Professor Jean-Pierre Lotz, head of the medical Oncology department at the Post Hospital in Paris, gives some tips on how to live his cancer on a daily basis. The entire interview is featured in the Health Bubble podcast below.

■ Do not hide anything from the surroundings or as little as possible, because if the situation does not evolve as desired, the lie reinforces the concern. Have a clear, honest, reasonable speech.

■ A patient must tell the surrounding person the truth about the disease. As far as the employer is concerned, it is better to act cautiously. It all depends on the workplace, the professional environment and the employee-patient’s confidence in the boss. It must be certain that everything that is said to the employer will not be broadcast, because only the patient can decide to break this professional secrecy.

■ Often people who turn away are people who are afraid, afraid to confront a patient who has cancer, afraid to confront a woman who has no hair… Patients should behave naturally, they do not have a shameful disease, they have been the victim of a disease. Everyone must understand that it is appropriate to help the sick. It can go through a small gesture of everyday life sometimes simple: a Hello, a smile, a benevolent look.

■ There is no pain, but dozens of different pains, related to disease, therapeutic gestures, medications or the effects of treatments. The English set up affirmative units to manage the pain from 1975, France attacked it thanks to the action of Bernard Kouchner in the early 2000. There are solutions to soothe the pain. For example, some patients have pain in the mouth due to toxicity on the oral mucous associated with chemotherapy, they can be offered mouthwashes, analgesics… If they are pains related to a surgical procedure, they can persist several weeks, several months, several years. For example during a mastectomy the scars hurt very long after. Do not hesitate to request a specialized consultation with the teams in charge of the pain (mobile teams or palliative care to provide support care).

■ This support care includes all: the prevention of nausea and vomiting, the prevention of white blood cells, the treatment of anemia, possible transfusion, the psychological support, the social worker, the nutritionist… These are not end-of-life care, but start-treatment treatments. Soft medicines are called “complementary alternative medicines” and are recognized.

■ It is extremely common and normal to be tired after treatments. First, there was the shock of the diagnosis, the course of the balance sheet (almost the “course of the combatant”), the administrative route, the surgery, the chemotherapy, the maintenance treatments, the rays, the back and forth to the hospital… Medications leave traces in the body, some very long. You have to do what you can do, as you feel. The patient knows himself well, and after a while the fatigue will eventually disappear.

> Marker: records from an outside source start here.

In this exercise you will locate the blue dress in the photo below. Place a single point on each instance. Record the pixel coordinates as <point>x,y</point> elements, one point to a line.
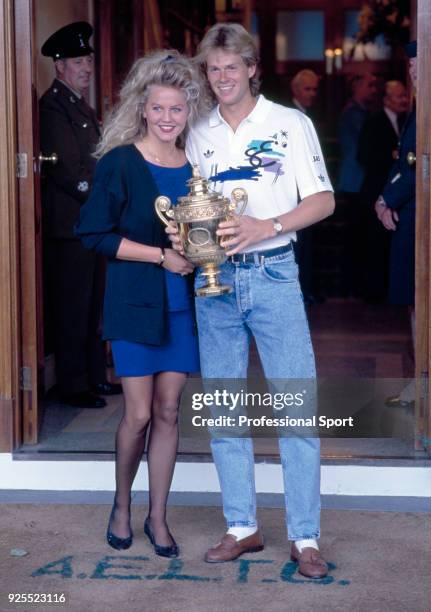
<point>180,353</point>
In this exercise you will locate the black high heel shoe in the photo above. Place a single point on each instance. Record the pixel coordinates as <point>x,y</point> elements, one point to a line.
<point>115,541</point>
<point>163,551</point>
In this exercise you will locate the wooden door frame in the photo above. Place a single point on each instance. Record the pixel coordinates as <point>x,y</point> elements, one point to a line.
<point>11,351</point>
<point>10,406</point>
<point>423,229</point>
<point>29,219</point>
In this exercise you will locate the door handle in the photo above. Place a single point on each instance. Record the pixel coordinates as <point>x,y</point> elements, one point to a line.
<point>53,158</point>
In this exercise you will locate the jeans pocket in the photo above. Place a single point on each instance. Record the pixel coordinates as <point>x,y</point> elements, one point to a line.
<point>281,270</point>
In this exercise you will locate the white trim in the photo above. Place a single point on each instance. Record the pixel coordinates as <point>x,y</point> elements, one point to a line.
<point>202,477</point>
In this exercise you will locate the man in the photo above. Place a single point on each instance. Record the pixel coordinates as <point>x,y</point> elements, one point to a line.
<point>396,209</point>
<point>377,148</point>
<point>74,276</point>
<point>351,177</point>
<point>272,152</point>
<point>304,87</point>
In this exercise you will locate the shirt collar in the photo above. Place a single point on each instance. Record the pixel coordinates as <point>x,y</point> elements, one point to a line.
<point>257,115</point>
<point>299,106</point>
<point>75,93</point>
<point>391,114</point>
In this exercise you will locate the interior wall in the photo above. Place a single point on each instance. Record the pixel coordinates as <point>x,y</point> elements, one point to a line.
<point>50,15</point>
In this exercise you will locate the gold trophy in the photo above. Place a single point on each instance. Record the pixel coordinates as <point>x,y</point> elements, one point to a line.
<point>198,215</point>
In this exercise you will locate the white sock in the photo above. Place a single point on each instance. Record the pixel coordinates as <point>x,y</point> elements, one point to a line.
<point>242,532</point>
<point>301,544</point>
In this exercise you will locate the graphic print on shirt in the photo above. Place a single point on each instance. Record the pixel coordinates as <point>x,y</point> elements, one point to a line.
<point>261,155</point>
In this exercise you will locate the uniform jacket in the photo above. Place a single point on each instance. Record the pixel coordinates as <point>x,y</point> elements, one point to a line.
<point>377,143</point>
<point>400,190</point>
<point>69,128</point>
<point>121,205</point>
<point>400,195</point>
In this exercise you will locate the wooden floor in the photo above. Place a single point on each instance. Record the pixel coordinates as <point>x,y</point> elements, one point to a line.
<point>352,340</point>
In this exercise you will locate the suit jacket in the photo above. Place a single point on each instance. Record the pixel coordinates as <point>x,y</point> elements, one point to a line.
<point>69,128</point>
<point>377,142</point>
<point>351,173</point>
<point>400,194</point>
<point>121,205</point>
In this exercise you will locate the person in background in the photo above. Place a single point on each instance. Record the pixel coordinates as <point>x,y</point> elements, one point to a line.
<point>277,151</point>
<point>74,278</point>
<point>304,87</point>
<point>377,151</point>
<point>396,209</point>
<point>351,177</point>
<point>149,312</point>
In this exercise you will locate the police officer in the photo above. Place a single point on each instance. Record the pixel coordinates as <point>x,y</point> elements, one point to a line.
<point>396,209</point>
<point>74,276</point>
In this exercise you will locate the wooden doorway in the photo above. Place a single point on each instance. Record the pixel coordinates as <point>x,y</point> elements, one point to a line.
<point>423,229</point>
<point>28,277</point>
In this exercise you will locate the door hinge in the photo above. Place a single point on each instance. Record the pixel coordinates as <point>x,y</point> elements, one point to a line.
<point>26,379</point>
<point>21,165</point>
<point>425,166</point>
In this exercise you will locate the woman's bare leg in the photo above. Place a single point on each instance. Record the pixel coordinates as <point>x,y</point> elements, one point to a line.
<point>162,449</point>
<point>129,446</point>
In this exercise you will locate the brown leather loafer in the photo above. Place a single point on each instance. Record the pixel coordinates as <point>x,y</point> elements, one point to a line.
<point>230,548</point>
<point>310,562</point>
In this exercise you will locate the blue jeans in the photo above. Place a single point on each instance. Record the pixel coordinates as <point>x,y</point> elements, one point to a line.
<point>267,304</point>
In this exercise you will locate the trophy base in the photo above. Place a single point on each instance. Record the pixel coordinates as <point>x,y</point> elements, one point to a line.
<point>213,291</point>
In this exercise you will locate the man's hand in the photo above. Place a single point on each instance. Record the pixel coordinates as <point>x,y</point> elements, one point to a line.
<point>242,232</point>
<point>174,237</point>
<point>174,262</point>
<point>389,219</point>
<point>387,216</point>
<point>380,207</point>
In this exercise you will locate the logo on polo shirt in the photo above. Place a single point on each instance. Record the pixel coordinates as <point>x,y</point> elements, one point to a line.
<point>262,156</point>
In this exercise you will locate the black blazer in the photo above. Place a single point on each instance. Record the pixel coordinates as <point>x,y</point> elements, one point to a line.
<point>121,204</point>
<point>377,143</point>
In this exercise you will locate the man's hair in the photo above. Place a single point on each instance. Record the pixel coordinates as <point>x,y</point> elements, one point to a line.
<point>300,76</point>
<point>357,79</point>
<point>389,85</point>
<point>231,37</point>
<point>125,124</point>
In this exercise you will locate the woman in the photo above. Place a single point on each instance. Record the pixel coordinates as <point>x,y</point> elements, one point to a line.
<point>148,306</point>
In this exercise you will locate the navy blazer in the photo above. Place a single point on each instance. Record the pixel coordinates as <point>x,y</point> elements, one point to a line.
<point>400,195</point>
<point>351,173</point>
<point>121,205</point>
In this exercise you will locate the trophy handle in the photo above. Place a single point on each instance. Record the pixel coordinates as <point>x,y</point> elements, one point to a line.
<point>164,210</point>
<point>238,195</point>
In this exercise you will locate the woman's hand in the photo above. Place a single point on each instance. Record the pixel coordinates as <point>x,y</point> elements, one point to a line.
<point>174,237</point>
<point>174,262</point>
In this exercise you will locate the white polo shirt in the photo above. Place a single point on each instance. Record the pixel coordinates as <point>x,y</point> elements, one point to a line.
<point>274,154</point>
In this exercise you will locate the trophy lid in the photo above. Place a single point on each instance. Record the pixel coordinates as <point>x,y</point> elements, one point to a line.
<point>198,184</point>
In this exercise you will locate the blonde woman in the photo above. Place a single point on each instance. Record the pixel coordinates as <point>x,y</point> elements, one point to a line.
<point>148,313</point>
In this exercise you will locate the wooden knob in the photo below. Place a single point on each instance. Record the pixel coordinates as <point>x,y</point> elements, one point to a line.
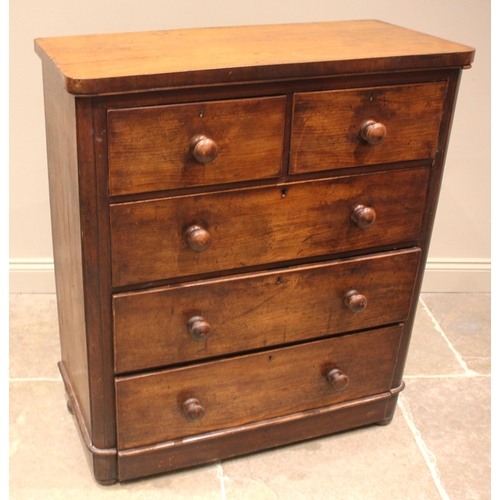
<point>193,410</point>
<point>363,216</point>
<point>355,301</point>
<point>199,328</point>
<point>203,148</point>
<point>197,237</point>
<point>373,132</point>
<point>338,379</point>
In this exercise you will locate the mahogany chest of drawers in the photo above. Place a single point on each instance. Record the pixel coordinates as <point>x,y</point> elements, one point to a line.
<point>241,218</point>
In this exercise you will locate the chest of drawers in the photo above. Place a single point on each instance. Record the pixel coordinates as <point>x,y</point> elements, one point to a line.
<point>241,218</point>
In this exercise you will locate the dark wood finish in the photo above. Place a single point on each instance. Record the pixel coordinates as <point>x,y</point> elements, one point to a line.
<point>264,182</point>
<point>197,238</point>
<point>264,309</point>
<point>129,62</point>
<point>198,328</point>
<point>363,216</point>
<point>203,148</point>
<point>148,243</point>
<point>151,148</point>
<point>327,126</point>
<point>250,438</point>
<point>193,410</point>
<point>355,301</point>
<point>253,387</point>
<point>338,379</point>
<point>373,132</point>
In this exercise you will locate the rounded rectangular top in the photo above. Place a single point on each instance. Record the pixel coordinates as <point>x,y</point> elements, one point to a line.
<point>131,62</point>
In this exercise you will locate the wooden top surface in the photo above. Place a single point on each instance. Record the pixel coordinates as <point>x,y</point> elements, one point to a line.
<point>128,62</point>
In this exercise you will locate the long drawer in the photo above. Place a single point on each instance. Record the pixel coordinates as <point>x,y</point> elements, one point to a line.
<point>188,235</point>
<point>206,319</point>
<point>182,402</point>
<point>346,128</point>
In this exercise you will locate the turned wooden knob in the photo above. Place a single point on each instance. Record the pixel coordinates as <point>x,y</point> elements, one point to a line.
<point>199,328</point>
<point>203,148</point>
<point>338,379</point>
<point>193,410</point>
<point>355,301</point>
<point>373,132</point>
<point>363,216</point>
<point>197,237</point>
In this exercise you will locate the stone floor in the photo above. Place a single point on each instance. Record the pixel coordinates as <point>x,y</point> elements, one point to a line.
<point>437,447</point>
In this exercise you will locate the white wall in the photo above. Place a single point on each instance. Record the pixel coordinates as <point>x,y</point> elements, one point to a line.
<point>460,252</point>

■ Return to work reflects a return to healing. Half-time is a good solution. We find the colleagues, we go back to social life, we live again. It is necessary to persevere and over time fatigue will fade.

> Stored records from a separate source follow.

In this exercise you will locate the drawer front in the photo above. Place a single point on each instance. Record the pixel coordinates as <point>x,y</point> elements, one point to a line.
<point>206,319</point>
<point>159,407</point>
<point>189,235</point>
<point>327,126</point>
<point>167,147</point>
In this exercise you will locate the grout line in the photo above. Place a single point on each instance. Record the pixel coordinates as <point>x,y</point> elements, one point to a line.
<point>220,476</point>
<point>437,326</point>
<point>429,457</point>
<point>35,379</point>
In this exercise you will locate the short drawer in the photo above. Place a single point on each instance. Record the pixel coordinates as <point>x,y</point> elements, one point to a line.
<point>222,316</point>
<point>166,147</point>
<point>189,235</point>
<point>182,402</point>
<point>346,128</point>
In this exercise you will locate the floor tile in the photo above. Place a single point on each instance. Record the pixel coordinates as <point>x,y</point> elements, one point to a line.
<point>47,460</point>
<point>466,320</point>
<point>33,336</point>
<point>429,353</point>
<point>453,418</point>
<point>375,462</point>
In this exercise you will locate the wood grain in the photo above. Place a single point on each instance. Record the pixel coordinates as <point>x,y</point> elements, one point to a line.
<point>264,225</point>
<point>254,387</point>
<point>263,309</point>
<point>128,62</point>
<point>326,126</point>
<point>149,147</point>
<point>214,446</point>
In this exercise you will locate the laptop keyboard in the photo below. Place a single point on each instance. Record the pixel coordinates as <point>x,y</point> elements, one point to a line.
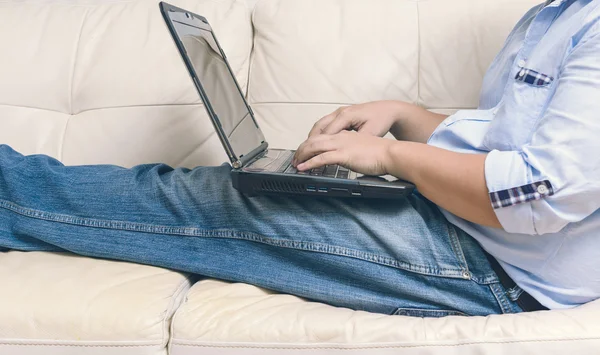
<point>330,171</point>
<point>281,162</point>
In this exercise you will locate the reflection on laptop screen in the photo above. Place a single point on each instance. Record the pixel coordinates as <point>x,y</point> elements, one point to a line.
<point>219,85</point>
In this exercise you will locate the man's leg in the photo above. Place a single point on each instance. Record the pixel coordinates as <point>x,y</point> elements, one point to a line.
<point>382,256</point>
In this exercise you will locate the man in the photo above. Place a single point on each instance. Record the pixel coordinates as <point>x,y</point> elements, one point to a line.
<point>518,178</point>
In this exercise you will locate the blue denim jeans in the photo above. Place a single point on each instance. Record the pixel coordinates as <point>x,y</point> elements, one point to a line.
<point>391,257</point>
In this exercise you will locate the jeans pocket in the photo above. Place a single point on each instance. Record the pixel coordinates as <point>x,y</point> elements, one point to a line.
<point>427,313</point>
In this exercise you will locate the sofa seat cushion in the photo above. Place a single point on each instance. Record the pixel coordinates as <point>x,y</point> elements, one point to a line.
<point>223,318</point>
<point>55,303</point>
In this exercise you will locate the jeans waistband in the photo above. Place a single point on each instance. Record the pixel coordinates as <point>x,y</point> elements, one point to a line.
<point>525,300</point>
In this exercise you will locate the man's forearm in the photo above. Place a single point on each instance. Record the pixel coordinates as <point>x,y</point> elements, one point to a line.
<point>453,181</point>
<point>415,124</point>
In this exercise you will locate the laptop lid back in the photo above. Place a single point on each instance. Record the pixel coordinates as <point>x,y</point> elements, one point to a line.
<point>223,99</point>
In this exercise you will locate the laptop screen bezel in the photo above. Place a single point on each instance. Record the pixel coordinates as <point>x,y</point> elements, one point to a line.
<point>238,159</point>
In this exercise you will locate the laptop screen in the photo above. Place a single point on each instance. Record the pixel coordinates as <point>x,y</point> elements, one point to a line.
<point>222,92</point>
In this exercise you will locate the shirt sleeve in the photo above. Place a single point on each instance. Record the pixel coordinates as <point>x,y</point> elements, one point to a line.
<point>555,179</point>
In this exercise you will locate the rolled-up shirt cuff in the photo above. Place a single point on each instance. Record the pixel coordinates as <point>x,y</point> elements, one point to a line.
<point>506,175</point>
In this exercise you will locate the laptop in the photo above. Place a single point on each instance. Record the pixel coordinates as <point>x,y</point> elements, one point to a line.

■ Sleep disorders have several causes. First there is the announcement of cancer and treatments, then some medications are potentially insomniacs, at least at first it’s a side effect. Some complementary alternative medicines prove to be effective: the use of psychology, hypnosis, homeopathy, sophrology, acupuncture…

■ You do not lose your hair as a result of radiation, unless you are irradiating your brain because you have metastases or a primitive tumor. Rays only act where they are directed.

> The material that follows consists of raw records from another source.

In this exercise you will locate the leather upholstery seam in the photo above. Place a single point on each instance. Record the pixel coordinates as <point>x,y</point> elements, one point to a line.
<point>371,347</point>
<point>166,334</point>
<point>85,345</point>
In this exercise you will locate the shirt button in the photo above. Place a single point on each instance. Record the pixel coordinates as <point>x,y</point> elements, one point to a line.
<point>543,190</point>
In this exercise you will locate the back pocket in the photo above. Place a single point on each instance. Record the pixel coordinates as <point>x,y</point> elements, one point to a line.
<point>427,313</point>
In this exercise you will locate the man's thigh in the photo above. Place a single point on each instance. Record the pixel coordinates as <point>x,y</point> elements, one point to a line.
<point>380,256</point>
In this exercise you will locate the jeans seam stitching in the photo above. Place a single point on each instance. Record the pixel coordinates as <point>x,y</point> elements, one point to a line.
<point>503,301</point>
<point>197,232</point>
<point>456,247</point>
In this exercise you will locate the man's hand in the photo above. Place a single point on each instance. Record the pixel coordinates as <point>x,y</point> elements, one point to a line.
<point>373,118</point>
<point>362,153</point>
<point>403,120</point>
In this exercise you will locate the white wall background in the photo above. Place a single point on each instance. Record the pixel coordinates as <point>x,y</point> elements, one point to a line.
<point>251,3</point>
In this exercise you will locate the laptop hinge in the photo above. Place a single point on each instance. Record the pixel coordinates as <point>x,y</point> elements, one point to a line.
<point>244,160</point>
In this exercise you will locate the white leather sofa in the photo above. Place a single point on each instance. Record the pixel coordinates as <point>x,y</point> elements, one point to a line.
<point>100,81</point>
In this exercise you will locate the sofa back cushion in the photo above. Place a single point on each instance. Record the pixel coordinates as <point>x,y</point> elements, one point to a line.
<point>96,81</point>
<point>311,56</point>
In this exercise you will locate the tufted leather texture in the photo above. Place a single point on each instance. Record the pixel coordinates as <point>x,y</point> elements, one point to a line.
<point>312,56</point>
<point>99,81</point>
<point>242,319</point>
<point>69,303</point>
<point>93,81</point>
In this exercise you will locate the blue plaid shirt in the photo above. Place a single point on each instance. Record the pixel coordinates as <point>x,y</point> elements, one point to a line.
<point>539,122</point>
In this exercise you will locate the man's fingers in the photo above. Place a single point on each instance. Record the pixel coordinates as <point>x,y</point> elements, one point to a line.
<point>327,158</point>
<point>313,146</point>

■ In terms of nausea and vomiting from chemo, they are increasingly anticipated. Treatments are intended to avoid them.

■ Some patients relapse when the adjuvant treatments did not eradicate the dormant disease, i.e. the presence of residual cells, undetectable, imperceptible, even by modern means.

■ Two elements generate and redouble the risk of relapse: obesity for breast cancers and tobacco for all cancers.

■ In terms of sexuality, consultation with a urologist will obviously be useful to see if any disorders are related to a specific surgical procedure (e.g. pelvic lymph node cleaning). The psychologist’s help will also be very important in dealing with this libido problem. This is a common problem, much more than the patients want to tell us.

■ Social workers are aware of a number of resources outside the hospital, in town halls, associations… If there is no social worker in a service, you must contact the social worker of the town hall. Their vocation is to help to promote a social life, because it is not necessary to remain isolated after having faced the disease.

■ Physical activity is recommended after cancer because it reduces the
The risk of relapse. There is no restriction on the subject of a visit to the appropriate doctor. For the rest, patients know each other well and know how far they can go.